La mención al abad Arnaldo entristeció al caballero negro y una sombra de pena se asomó a su rostro. Petronila se golpeó la cabeza con la mano.
—Perdona. Yo sí que me estoy haciendo vieja. A veces no sé distinguir entre una broma y las cosas serias. Sé que era muy querido por ti. Yo también lo echo de menos.
El caballero negro hizo un gesto con la mano para indicarle que lo olvidase. Luego guiñó un ojo a la anciana perfecta.
—Si estás tan mayor, necesitarás sentarte, tus viejos huesos no podrán sostenerte. Mejor sigamos conversando dentro, llevo montado en mi caballo más tiempo del necesario.
Petronila puso cara de enfado fingido y empujó al caballero negro hacia el interior del monasterio.
—Vamos —dijo—, quiero saber cómo acabaste con el enviado de Roma. Si me satisface tu explicación, quizá te dé algo de agua y comida.
Cuando se sentaron frente al fuego, la perfecta sirvió unas infusiones y la conversación se tornó seria.
—Fue un encuentro casual.
Aquella frase del caballero negro pareció resumir todo lo que la perfecta necesitaba saber. Asintió animándolo a continuar.
—Iban a matarlo —dijo el caballero negro perdido en sí mismo—. No me quedó otro remedio.
—¿A quién iban a matar?
—A un perfecto. Se habían divertido discutiendo sobre teología con él. Si no llego a intervenir...
La perfecta se encogió de hombros.
—Los cátaros somos así. Nos dejaremos matar hasta que acabemos desapareciendo, sin luchar ni protestar.
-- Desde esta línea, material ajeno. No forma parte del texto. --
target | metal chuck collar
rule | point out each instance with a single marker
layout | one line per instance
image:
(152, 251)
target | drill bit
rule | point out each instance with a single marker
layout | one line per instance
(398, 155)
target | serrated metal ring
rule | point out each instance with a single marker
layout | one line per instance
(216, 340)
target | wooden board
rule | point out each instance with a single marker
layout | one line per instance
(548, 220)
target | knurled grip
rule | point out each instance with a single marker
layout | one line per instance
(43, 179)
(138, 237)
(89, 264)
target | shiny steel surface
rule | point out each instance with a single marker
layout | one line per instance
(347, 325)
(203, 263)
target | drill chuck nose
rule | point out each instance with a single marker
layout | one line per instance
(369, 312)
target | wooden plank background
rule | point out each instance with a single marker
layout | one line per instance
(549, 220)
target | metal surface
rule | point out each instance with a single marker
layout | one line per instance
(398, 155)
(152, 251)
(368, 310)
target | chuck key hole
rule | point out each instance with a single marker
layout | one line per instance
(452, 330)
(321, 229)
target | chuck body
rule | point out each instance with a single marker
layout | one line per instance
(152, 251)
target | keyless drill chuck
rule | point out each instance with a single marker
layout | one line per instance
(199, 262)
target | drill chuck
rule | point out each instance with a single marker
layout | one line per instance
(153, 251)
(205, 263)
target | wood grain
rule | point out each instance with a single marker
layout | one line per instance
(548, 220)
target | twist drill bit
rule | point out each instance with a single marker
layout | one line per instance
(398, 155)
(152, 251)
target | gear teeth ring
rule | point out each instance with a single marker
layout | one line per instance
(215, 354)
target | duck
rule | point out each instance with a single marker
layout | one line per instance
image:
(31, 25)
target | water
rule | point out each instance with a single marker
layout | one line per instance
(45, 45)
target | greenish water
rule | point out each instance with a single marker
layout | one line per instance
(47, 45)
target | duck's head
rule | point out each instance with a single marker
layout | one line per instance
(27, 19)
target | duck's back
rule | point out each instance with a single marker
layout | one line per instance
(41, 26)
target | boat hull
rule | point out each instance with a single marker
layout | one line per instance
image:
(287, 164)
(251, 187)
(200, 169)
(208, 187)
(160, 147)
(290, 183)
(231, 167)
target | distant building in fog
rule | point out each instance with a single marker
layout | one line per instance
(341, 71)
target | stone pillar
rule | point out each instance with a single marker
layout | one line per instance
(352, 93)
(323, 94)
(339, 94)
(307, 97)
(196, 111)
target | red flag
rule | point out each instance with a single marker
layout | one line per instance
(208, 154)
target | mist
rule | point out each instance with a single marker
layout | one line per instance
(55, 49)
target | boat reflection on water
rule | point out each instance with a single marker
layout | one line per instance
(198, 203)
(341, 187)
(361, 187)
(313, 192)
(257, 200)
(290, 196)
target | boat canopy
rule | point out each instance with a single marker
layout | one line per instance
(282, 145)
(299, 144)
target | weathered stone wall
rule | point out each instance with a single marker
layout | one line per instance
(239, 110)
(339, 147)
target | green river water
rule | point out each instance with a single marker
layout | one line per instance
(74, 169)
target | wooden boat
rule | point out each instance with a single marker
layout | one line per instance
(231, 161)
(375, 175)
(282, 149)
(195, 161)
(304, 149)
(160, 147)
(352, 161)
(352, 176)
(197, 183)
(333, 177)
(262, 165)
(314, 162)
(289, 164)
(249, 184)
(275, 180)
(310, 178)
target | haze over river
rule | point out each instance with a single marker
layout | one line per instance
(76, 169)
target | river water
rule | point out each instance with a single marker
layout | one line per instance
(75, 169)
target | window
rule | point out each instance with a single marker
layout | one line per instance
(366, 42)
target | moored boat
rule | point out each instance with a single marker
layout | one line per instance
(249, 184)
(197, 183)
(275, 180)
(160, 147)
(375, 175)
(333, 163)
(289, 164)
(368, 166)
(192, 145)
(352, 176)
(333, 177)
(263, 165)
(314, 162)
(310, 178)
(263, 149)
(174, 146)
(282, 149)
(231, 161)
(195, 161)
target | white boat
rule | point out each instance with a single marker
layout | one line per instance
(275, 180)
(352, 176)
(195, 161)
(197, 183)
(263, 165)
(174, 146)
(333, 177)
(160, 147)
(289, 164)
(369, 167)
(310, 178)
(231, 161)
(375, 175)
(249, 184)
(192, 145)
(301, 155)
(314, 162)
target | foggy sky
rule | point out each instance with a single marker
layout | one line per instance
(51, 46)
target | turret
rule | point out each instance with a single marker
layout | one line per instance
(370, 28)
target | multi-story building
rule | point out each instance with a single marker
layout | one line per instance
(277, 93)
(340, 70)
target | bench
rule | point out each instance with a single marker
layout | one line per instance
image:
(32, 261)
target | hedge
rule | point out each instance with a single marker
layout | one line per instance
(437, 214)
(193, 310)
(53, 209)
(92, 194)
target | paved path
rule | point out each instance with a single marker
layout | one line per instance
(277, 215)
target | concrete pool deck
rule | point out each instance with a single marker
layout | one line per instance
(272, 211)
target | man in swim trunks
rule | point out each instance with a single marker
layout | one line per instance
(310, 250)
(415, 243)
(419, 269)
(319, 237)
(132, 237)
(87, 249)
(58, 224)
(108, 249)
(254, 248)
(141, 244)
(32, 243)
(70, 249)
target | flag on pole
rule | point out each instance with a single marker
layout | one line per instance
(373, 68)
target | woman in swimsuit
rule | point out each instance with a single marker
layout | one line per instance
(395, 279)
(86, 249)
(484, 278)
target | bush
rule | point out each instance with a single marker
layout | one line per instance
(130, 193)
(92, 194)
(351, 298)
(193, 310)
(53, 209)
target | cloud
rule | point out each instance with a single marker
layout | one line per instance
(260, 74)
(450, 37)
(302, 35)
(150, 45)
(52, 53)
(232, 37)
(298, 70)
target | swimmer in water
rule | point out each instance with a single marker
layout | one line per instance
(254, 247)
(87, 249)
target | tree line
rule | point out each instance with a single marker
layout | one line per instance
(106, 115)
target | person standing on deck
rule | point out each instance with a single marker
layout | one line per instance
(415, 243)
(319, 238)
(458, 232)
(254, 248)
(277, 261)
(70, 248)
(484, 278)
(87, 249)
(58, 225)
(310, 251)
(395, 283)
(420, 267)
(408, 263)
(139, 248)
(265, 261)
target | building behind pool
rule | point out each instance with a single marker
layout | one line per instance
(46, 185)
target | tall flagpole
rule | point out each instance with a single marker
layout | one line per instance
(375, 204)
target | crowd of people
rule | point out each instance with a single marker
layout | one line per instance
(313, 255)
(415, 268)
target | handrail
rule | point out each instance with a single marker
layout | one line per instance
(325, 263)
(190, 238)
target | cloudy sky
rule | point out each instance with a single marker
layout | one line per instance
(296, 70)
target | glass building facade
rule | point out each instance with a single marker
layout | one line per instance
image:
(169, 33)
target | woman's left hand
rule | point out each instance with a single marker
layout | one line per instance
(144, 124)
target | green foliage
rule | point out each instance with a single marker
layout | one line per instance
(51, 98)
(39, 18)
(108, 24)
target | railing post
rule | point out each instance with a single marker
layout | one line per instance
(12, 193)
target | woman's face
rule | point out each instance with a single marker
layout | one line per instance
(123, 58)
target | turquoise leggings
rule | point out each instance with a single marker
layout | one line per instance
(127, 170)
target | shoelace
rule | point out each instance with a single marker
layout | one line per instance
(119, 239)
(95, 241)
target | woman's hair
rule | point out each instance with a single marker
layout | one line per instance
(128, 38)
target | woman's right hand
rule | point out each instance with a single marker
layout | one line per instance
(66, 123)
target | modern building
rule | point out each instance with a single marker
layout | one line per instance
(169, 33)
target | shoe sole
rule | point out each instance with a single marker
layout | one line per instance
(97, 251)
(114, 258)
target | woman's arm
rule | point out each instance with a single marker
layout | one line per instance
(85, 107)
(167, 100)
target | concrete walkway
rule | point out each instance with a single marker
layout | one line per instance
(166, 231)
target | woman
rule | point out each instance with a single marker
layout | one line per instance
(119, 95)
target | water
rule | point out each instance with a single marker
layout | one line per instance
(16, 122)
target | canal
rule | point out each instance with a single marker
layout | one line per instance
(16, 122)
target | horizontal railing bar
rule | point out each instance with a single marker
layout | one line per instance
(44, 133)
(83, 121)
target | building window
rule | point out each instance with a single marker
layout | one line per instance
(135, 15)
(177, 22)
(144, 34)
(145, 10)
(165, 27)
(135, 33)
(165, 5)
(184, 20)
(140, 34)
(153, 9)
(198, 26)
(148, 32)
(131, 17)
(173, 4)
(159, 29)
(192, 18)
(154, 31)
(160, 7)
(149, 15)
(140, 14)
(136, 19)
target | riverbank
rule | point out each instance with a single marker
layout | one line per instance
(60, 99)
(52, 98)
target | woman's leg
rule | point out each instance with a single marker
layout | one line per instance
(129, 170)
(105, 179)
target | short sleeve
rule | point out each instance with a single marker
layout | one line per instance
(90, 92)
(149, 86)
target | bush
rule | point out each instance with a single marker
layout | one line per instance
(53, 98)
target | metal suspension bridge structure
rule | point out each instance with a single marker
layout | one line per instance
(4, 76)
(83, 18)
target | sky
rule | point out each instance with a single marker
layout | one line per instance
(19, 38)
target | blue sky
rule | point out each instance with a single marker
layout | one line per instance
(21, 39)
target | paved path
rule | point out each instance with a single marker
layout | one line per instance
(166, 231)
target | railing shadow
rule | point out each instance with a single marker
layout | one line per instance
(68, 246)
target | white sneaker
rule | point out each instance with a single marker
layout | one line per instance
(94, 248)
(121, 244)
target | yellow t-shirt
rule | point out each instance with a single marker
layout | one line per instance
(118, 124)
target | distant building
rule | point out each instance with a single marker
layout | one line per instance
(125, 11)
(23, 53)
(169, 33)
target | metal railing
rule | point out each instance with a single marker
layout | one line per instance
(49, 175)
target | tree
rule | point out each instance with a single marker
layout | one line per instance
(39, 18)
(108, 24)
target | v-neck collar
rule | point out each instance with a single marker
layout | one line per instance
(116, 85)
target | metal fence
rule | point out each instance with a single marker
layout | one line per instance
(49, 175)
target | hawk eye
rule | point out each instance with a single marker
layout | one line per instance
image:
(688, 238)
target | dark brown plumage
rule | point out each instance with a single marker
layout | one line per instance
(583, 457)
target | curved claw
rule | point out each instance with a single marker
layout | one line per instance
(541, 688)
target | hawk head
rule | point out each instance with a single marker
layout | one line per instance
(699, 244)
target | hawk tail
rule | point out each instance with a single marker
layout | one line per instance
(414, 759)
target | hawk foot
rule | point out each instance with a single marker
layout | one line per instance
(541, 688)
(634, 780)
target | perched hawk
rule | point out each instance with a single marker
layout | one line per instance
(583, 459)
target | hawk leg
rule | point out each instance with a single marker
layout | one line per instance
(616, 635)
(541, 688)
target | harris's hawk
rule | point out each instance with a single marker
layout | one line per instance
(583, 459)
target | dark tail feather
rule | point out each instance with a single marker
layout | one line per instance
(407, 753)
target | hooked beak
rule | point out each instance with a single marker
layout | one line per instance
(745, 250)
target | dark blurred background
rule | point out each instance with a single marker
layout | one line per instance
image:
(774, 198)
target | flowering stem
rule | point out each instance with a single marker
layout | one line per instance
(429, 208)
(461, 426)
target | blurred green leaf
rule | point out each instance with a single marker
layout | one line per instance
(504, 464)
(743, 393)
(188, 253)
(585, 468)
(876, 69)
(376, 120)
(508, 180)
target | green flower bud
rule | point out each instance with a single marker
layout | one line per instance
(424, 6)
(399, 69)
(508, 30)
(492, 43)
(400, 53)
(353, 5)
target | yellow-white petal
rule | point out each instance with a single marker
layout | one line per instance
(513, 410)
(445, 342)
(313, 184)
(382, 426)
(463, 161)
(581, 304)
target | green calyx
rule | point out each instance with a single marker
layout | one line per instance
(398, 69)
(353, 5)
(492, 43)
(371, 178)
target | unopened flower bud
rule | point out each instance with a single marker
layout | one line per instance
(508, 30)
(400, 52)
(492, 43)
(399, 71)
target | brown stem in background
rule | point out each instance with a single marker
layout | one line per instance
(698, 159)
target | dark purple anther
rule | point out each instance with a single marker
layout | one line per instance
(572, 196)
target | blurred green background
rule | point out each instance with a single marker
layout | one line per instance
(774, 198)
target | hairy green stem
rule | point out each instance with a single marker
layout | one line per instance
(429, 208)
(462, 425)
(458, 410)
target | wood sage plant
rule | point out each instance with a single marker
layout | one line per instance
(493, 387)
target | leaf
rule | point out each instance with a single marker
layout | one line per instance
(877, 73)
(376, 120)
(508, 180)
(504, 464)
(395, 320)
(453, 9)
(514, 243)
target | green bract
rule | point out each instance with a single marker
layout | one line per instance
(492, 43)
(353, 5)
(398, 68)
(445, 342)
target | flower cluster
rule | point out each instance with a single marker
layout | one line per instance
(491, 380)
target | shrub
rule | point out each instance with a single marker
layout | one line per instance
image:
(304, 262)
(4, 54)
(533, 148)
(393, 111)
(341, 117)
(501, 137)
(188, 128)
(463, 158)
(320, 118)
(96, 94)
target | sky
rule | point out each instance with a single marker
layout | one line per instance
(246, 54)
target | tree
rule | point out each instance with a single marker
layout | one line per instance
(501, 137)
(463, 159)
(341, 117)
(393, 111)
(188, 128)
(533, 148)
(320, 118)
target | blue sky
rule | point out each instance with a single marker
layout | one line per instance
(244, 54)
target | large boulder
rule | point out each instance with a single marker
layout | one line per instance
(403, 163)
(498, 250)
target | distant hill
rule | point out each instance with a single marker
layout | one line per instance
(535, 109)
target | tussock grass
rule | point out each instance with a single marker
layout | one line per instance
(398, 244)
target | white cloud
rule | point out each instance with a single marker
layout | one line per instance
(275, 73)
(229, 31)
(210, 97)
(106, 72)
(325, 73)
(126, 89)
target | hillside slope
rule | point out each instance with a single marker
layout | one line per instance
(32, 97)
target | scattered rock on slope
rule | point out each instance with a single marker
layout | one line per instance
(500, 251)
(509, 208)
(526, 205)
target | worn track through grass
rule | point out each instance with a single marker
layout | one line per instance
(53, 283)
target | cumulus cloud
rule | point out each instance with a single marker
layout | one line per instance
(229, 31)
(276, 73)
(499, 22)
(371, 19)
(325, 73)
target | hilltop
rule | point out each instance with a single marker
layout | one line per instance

Ahora enviarán más hombres como aquel maldito abad de Citeaux que estuvo por aquí hace unos años.
Un escalofrío sacudió a la perfecta. El caballero negro sabía de quién estaba hablando. Rememoró la crueldad y el ansia de poder del abad que con tanto tesón les había perseguido. Debería haberlo matado cuando tuvo ocasión, el mismo día en que conoció a Jean.
—¿Guy Paré?
La perfecta abrió mucho los ojos sorprendida.
—¿Lo conoces?
El caballero negro asintió.
—Sospecho que fue quien mató a Arnaldo y a fray Honorio. Y también fue quien me persiguió durante meses.
—Era cruel. Sin necesidad. Lo curioso es que no perseguía solo a los cátaros, también parecía buscar algo o a alguien.
La abadesa Petronila miró al caballero negro quizá esperando que este pudiera ayudarla a entender.
—Era a mí a quien buscaba —confirmó el caballero negro—. Arnaldo murió intentando protegerme.
Petronila asintió y un silencio repleto de añoranza se apoderó de la estancia.
—He regresado porque quiero hacer algo en memoria de Arnaldo. Tal vez tú puedas ayudarme. ¿Sabes algo de una extraña reliquia a la que al abad de Leyre parecía dar una gran importancia? Era un objeto negro, como si dos piedras de río se hubiesen traspasado la una a la otra.
El rostro de la abadesa Petronila palideció.
«El color del miedo», pensó el caballero negro.
—No —respondió Petronila tal vez demasiado rápido—. De todas maneras —dijo cambiando de asunto—, el abad que os persigue cayó en desgracia. Fue devuelto a Citeaux y no sabemos de él desde hace meses.
—Volverá —respondió el caballero negro levantando la mirada hacia Petronila.
—¿Cómo lo sabes?
—Porque aún no ha encontrado lo que busca.